Я приобщился, поперхнулся, закашлялся и хрипло произнёс:

— Вот это да! Что это такое?

— Самогон двойной выгонки.

— Понятно… Ну, и?!

— Что, ну и?!

— Господи, Боже мой! Ну сколько можно!? Мы хотели пофилософствовать, смею вам напомнить!

— Ах, да… Извините! Извольте, господин хороший!

— Я не господин вам!

— Ах, ну да… Извините, товарищ мой!

— Ну, ну…

— Так вот… Как-то жил был давным-давно в Германии один философ. Лейбниц Готфрид…

— Вильгельм… — вежливо произнёс я.

— Что?

— Полное имя Лейбница, — Готфрид Вильгельм, — я скромно опустил взор свой к асфальту, покрытому скелетообразными останками прошлогодних и убогих жухлых листьев.

— Да, в таком странном месте встретить эрудита и философа, — огромная удача и редкость для другого философа и эрудита, — восхитился Негодяй.

— Согласен с вами.

— Именно на мыслящих людях держится этот мир.
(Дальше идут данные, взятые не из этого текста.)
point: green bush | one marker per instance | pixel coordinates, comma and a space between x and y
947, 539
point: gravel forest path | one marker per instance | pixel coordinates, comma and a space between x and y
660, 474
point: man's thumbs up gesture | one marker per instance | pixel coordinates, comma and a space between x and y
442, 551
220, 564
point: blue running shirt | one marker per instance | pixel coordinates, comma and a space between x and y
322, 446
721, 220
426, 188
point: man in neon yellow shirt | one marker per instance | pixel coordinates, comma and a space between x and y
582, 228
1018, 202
Эх, мне бы ещё немного везения, денег и силы воли!

— Не только перед вами стоят эти вечные проблемы, — печально сказал я и досадливо поморщился. — Но есть ещё одна главная и вечная, как мир, проблема.

— И какая же?

— Бабы, бабы…

— Да, баба хорошая нам бы не помешала.

— Да я совсем не о том!

— А о чём?

— Не придуривайтесь! Вам это совершенно не идёт!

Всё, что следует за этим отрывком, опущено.